Lacreuse studying a natural model of Alzheimer’s disease

Dr. Agnes Lacreuse is giving Fitbits and touchscreens to small monkeys called marmosets to observe their activity and cognitive decline as they age. This might give her information about the progression of the devastating Alzheimer’s disease (AD) in humans, for which there is no treatment even after decades of research. New animal models are being developed to address the failures of past research conducted almost exclusively on mice. Lacreuse is taking a more natural approach.

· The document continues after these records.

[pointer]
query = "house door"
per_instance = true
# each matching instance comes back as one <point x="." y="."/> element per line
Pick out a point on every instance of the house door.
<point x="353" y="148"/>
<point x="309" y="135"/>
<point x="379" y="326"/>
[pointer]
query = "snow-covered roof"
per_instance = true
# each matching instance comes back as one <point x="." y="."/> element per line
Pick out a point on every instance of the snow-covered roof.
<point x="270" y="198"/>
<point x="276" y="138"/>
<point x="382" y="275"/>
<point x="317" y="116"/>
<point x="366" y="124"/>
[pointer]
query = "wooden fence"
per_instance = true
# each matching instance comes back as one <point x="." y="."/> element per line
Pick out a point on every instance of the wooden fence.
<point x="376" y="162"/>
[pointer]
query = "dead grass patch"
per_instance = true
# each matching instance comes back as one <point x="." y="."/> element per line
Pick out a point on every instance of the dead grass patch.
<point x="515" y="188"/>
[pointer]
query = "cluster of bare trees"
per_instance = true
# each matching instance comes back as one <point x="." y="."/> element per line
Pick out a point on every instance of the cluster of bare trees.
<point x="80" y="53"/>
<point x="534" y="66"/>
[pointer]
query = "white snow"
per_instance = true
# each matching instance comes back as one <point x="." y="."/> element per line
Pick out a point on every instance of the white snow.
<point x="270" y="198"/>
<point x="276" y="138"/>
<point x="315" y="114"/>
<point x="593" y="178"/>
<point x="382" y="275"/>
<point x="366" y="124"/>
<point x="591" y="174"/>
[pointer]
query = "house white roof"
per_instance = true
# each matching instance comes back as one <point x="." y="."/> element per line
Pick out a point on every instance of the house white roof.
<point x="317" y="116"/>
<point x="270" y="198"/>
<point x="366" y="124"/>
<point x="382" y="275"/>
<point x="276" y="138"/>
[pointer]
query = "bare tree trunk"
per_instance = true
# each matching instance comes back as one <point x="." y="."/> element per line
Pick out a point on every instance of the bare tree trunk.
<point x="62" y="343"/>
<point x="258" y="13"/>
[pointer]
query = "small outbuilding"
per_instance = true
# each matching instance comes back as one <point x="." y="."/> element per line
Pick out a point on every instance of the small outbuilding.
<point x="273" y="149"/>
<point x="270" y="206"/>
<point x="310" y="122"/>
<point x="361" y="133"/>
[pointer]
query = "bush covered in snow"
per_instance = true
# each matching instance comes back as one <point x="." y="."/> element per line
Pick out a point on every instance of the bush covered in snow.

Due to their phylogenetic proximity to humans, primate models are high on the list of research subjects.  Lacreuse recently received supplemental funding from NIH to study the marmoset as a preclinical model of AD. Her lab is characterizing the cognitive, emotional, motor, olfactory and sleep changes that the monkeys experience as they age, with the aim of identifying early markers of neuropathology. She believes that comparing aging trajectories in primate species with different lifespans and degrees of brain pathology will provide important new clues for understanding and ultimately fighting the disease.

Dr Lacreuse was interviewed about her work in the Nature journal Lab Animal. She is quoted as saying that the beauty of studying marmosets is that “the deposition of amyloid and hyperphosphorylated tau is completely natural.”  Lacreuse want to examine the progression of the pathology and understand, what are the symptoms that appear early.